Topic on Project:Support desk

Searching for html tags within a wiki

3
Summary by Vicarage

Using the Replace_Text extension seems the best way of spotting them. SQL queries/Pywikibot/dump grepping would also work, if rather heavy. Must look at Elastica/CirrusSearch long term.

Vicarage (talkcontribs)

What's a lightweight way of searching for html tags within a wiki source page. My users have an annoying habit of adding '<br>' to pages as it gives them the line breaks they want, which I'd like to spot and correct (and we have legacy <pre>tags too). A standard search just returns the multitude of matches to 'br', and while CirrusSearch/Elastica looks like it could do it, its a heavyweight solution I don't want to attempt now.

My question was hidden, but as no reason was given, I've unhid it.

Bawolff (talkcontribs)

Sorry about your question being hidden. I have no idea why logged out users are even allowed to hide questions.

So one possibility is Extension:Replace Text i guess.

Another way, is direct with an SQL query (This will only work in default configs. If you have enabled revision compression or external storage it won't work)

[Note: MediaWiki before 1.31 requires a different query]

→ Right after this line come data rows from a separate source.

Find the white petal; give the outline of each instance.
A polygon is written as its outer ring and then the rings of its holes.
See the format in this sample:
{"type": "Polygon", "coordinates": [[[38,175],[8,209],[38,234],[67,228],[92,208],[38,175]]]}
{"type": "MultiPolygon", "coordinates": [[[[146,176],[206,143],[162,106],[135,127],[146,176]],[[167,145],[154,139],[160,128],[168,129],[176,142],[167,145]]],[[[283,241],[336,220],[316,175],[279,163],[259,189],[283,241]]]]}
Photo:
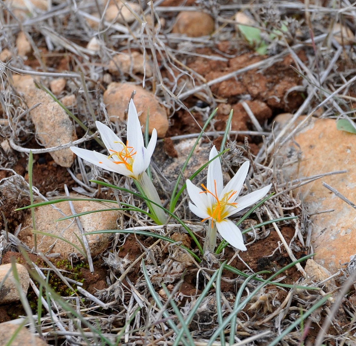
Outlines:
{"type": "Polygon", "coordinates": [[[75,146],[71,146],[70,150],[83,160],[93,165],[110,172],[118,173],[126,176],[132,176],[132,172],[126,168],[125,165],[114,164],[106,155],[75,146]]]}
{"type": "Polygon", "coordinates": [[[155,148],[156,147],[156,143],[157,142],[157,131],[156,129],[153,129],[152,131],[152,135],[151,139],[148,142],[147,148],[143,148],[143,162],[144,166],[146,168],[145,170],[150,165],[151,162],[151,157],[153,153],[155,148]]]}
{"type": "Polygon", "coordinates": [[[230,245],[244,251],[247,249],[244,244],[241,231],[232,221],[225,219],[216,222],[216,228],[220,235],[230,245]]]}
{"type": "Polygon", "coordinates": [[[189,202],[189,208],[190,210],[190,211],[195,214],[197,216],[200,217],[201,219],[204,220],[204,219],[210,218],[210,216],[208,214],[206,213],[204,213],[203,210],[198,208],[193,204],[193,203],[189,202]]]}
{"type": "Polygon", "coordinates": [[[146,148],[145,147],[136,149],[137,151],[132,164],[132,172],[136,179],[138,179],[140,175],[147,169],[150,164],[150,161],[145,161],[145,155],[146,148]]]}
{"type": "Polygon", "coordinates": [[[104,125],[100,122],[95,122],[96,128],[100,133],[100,138],[104,142],[105,146],[110,154],[112,153],[110,150],[112,149],[116,151],[120,152],[124,148],[123,142],[108,126],[104,125]]]}
{"type": "Polygon", "coordinates": [[[151,157],[155,151],[156,143],[157,143],[157,131],[156,129],[153,129],[151,135],[151,139],[150,140],[148,145],[147,146],[147,155],[151,160],[151,157]]]}
{"type": "MultiPolygon", "coordinates": [[[[214,145],[210,151],[209,155],[209,161],[213,159],[219,153],[214,145]]],[[[217,157],[209,164],[208,168],[208,179],[206,181],[206,187],[211,192],[215,194],[215,184],[216,184],[216,192],[218,196],[220,196],[222,191],[224,182],[222,180],[222,172],[219,157],[217,157]]],[[[211,199],[212,202],[213,202],[211,199]]]]}
{"type": "Polygon", "coordinates": [[[239,196],[239,194],[242,188],[244,183],[245,182],[245,179],[248,172],[249,167],[249,161],[246,161],[244,162],[236,174],[232,177],[231,180],[227,183],[226,186],[224,188],[221,195],[219,196],[220,198],[222,198],[224,193],[229,192],[230,191],[236,191],[236,193],[229,201],[230,203],[234,202],[239,196]]]}
{"type": "MultiPolygon", "coordinates": [[[[239,198],[236,201],[238,203],[236,205],[236,211],[232,213],[235,214],[240,210],[242,210],[242,209],[254,204],[256,202],[258,202],[260,200],[262,199],[269,191],[272,185],[272,184],[270,184],[268,186],[265,186],[259,190],[256,190],[251,192],[251,193],[239,198]]],[[[230,214],[229,216],[232,215],[230,214]]]]}
{"type": "MultiPolygon", "coordinates": [[[[187,185],[187,190],[190,200],[197,206],[197,207],[206,214],[208,208],[209,207],[211,208],[211,207],[210,200],[207,197],[206,194],[200,193],[203,192],[201,190],[198,186],[196,186],[189,179],[187,180],[185,184],[187,185]]],[[[194,212],[194,213],[195,213],[194,212]]],[[[206,214],[206,215],[208,214],[206,214]]],[[[204,216],[203,218],[205,219],[207,217],[207,216],[204,216]]]]}
{"type": "Polygon", "coordinates": [[[129,146],[133,147],[135,150],[139,150],[144,146],[141,125],[132,99],[130,100],[129,105],[127,133],[129,146]]]}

SELECT page_namespace, page_title from page inner join slots on slot_revision_id = page_latest inner join content on slot_content_id = content_id inner join text on substring( content_address, 4 ) = old_id WHERE old_text like '%<br>%';

The last part of the query '%<br>%' says what to look for in a page. % matches 0 or more letters, _ matches precisely 1 letter. \ is an escape character. Everything else is normal. It is case sensitive.


You can do this from the command line mysql client, or phpmyadmin web interface if you have access to that. If all else fails, you can also do this via the sql.php maintenance script (but the interface isn't as nice)

Vicarage (talkcontribs)

The extension should allow me to patrol those pesky users, thanks. I think I'd use pywikibot or grep on dumps to do off-line searches rather than sql queries.